I'm using a "ColumnTransformer" even though I'm transforming only one feature because I don't know how else to change only the "clean_text" feature. I am not using a "make_column_transformer" with a "make_column_selector" because I would like to use a gridsearch later but I don't understand why I can't find column 0 of the dataset
import pandas as pd
from sklearn.compose import ColumnTransformer
from sklearn.feature_extraction.text import CountVectorizer
from sklearn.model_selection import train_test_split
#dataset download: https://www.kaggle.com/saurabhshahane/twitter-sentiment-dataset
df = pd.read_csv('Twitter_Data.csv')
y = df1['category'] #target
X = df1['clean_text'].values.astype('U') #feature, i transformed "X" into a string even if in theory it was because otherwise it would return an error
transformers = [
['text_vectorizer', CountVectorizer(), [0]];
]
ct = ColumnTransformer(transformers, remainder='passthrough')
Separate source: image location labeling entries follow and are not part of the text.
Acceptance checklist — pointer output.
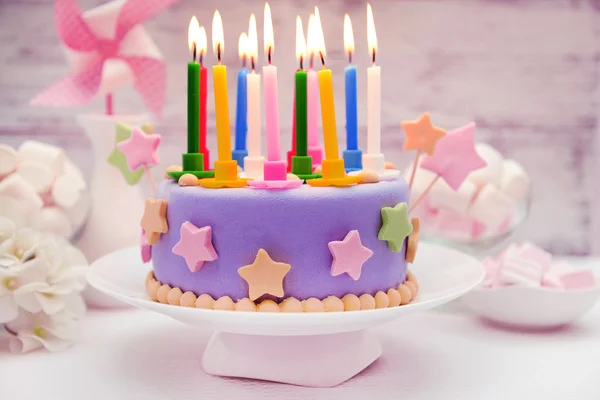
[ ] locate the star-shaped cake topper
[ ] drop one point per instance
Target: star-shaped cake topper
(195, 245)
(264, 276)
(140, 149)
(396, 226)
(455, 156)
(118, 159)
(422, 135)
(349, 255)
(154, 220)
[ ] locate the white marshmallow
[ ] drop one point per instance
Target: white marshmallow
(66, 191)
(55, 220)
(37, 175)
(492, 172)
(46, 154)
(491, 207)
(514, 182)
(443, 196)
(8, 159)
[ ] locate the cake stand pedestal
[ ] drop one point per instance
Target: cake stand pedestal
(315, 361)
(307, 349)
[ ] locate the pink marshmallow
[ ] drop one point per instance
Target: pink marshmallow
(583, 279)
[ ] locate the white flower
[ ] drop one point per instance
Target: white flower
(33, 331)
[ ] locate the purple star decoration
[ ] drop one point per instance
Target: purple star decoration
(455, 156)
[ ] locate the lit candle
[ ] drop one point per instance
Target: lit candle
(254, 162)
(301, 101)
(270, 90)
(220, 91)
(241, 121)
(193, 99)
(373, 90)
(314, 146)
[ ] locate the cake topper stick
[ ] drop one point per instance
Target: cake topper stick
(422, 136)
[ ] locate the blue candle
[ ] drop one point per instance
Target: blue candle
(351, 108)
(241, 119)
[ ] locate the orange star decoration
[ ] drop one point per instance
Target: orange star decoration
(422, 135)
(154, 220)
(264, 276)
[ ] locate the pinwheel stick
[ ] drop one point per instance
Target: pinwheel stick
(425, 192)
(414, 170)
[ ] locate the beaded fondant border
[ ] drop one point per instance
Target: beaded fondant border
(401, 295)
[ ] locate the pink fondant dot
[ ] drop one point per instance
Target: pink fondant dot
(291, 304)
(188, 299)
(205, 301)
(381, 300)
(333, 304)
(162, 293)
(313, 305)
(268, 306)
(351, 302)
(394, 297)
(246, 305)
(405, 294)
(367, 302)
(152, 289)
(174, 296)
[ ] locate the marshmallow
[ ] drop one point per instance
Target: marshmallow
(514, 182)
(492, 172)
(15, 186)
(55, 220)
(583, 279)
(37, 175)
(529, 252)
(443, 196)
(43, 153)
(516, 271)
(491, 207)
(8, 159)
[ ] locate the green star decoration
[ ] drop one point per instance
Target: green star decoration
(396, 226)
(118, 159)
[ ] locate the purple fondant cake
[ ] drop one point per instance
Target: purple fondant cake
(294, 227)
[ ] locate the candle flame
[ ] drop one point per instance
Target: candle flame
(193, 35)
(348, 37)
(319, 36)
(268, 33)
(300, 41)
(218, 40)
(371, 33)
(252, 39)
(243, 47)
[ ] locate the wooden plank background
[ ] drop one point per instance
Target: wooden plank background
(525, 71)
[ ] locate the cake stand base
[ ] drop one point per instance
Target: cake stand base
(314, 361)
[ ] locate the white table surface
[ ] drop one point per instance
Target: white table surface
(135, 354)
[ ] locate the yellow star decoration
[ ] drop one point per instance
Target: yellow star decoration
(264, 276)
(422, 135)
(154, 220)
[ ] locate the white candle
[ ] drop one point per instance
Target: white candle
(373, 91)
(374, 109)
(253, 83)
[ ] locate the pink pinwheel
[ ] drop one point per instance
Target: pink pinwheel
(107, 49)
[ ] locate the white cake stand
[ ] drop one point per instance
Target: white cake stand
(311, 349)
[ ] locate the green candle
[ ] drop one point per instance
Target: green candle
(193, 106)
(301, 114)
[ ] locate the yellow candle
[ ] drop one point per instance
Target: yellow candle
(328, 114)
(222, 112)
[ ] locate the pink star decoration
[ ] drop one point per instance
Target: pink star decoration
(195, 245)
(140, 149)
(455, 156)
(349, 255)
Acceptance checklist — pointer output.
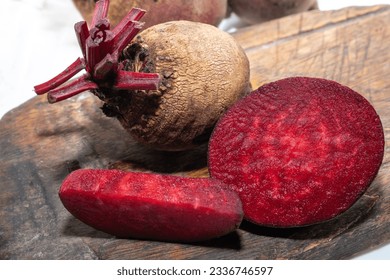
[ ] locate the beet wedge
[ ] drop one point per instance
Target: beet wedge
(298, 151)
(151, 206)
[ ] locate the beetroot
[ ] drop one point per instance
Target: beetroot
(167, 86)
(298, 151)
(151, 206)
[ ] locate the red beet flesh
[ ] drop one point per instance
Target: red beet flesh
(298, 151)
(151, 206)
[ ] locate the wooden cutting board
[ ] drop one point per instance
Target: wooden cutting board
(41, 143)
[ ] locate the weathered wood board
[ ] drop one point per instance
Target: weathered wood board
(41, 143)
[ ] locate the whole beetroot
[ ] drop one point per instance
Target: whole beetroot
(167, 87)
(211, 12)
(256, 11)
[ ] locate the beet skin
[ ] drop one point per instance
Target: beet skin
(298, 151)
(151, 206)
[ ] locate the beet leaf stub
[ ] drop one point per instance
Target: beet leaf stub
(101, 49)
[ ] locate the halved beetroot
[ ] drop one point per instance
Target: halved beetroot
(151, 206)
(298, 151)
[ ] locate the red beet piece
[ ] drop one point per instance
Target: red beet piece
(151, 206)
(298, 151)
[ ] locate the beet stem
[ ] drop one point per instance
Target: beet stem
(82, 33)
(61, 78)
(137, 81)
(100, 11)
(127, 34)
(74, 87)
(135, 14)
(99, 43)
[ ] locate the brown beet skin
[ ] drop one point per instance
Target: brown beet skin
(298, 151)
(151, 206)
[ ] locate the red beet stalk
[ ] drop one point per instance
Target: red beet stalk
(151, 206)
(101, 49)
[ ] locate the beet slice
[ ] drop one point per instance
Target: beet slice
(298, 151)
(151, 206)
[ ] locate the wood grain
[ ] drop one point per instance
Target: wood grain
(41, 143)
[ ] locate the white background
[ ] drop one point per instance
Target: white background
(37, 41)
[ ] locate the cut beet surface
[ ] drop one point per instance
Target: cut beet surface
(298, 151)
(151, 206)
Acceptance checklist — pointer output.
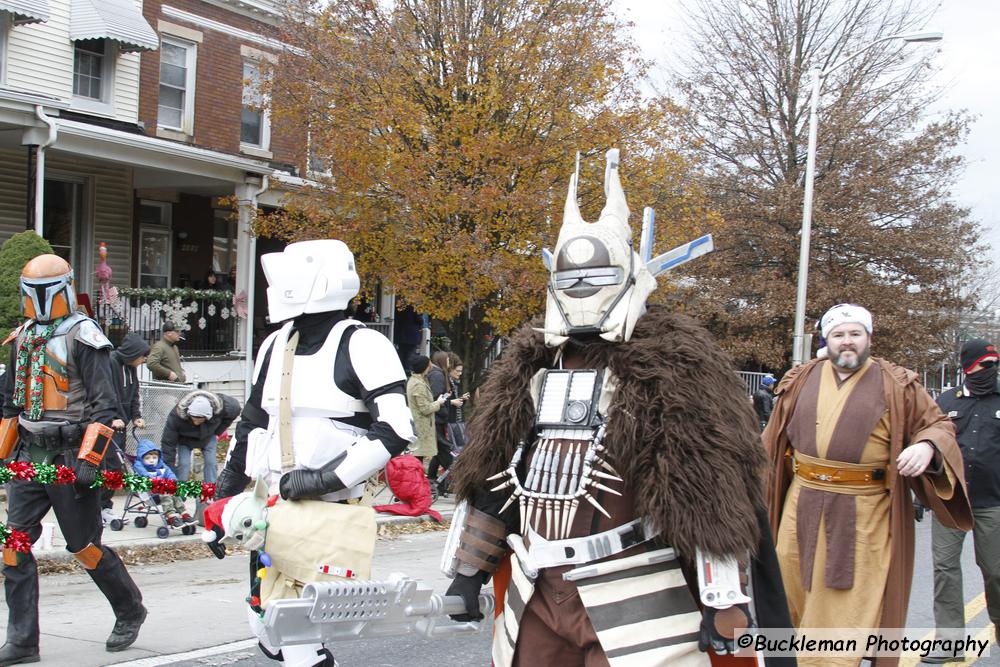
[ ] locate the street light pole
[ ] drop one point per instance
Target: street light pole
(817, 75)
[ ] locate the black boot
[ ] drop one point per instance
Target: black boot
(12, 654)
(114, 581)
(21, 589)
(126, 632)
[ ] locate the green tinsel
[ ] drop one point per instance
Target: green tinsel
(189, 489)
(171, 293)
(45, 473)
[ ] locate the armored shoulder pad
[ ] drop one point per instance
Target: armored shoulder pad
(90, 333)
(16, 332)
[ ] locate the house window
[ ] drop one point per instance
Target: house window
(178, 60)
(255, 125)
(155, 244)
(224, 242)
(90, 69)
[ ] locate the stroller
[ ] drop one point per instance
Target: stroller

ct.fit(X) #<---IndexError: tuple index out of range
X = ct.transform(X)
Imo there are a couple of points to be highlighted on this example:
CountVectorizer
requires its input to be 1D. In such cases, documentation for ColumnTransformer
states thatcolumns: str, array-like of str, int, array-like of int, array-like of bool, slice or callable
Indexes the data on its second axis. Integers are interpreted as positional columns, while strings can reference DataFrame columns by name. A scalar string or int should be used where transformer expects X to be a 1d array-like (vector), otherwise a 2d array will be passed to the transformer.
Therefore, the columns
parameter should be passed as an int rather than as a list of int. I would also suggest Sklearn custom transformers with pipeline: all the input array dimensions for the concatenation axis must match exactly for another reference.
Given that you're using a column transformer, I would pass the whole dataframe to method .fit()
called on the ColumnTransformer
instance, rather than X
only.
The dataframe seems to have missing values; it might be convenient to process them somehow. For instance, by dropping them and applying what is described above I was able to make it work, but you can also decide to proceed differently.
import pandas as pd
import numpy as np
from sklearn.compose import ColumnTransformer
from sklearn.feature_extraction.text import CountVectorizer
from sklearn.model_selection import train_test_split
#dataset download: https://www.kaggle.com/saurabhshahane/twitter-sentiment-dataset
df = pd.read_csv('Twitter_Data.csv')
y = df['category']
X = df['clean_text']
df.info()
df_n = df.dropna()
transformers = [
('text_vectorizer', CountVectorizer(), 0)
]
ct = ColumnTransformer(transformers, remainder='passthrough')
ct.fit(df_n)
ct.transform(df_n)
As specified within the comments, transformers
should be specified as a list of tuples (as per the documentation) rather than as list of lists. However, running the snippet above with your transformers
specification seems to work. I've eventually observed that substituting tuples with lists elsewhere (in unrelated pieces of code I have) seems not to raise issues. However, as per my experience, it is for sure more common to find them passed as list of tuples.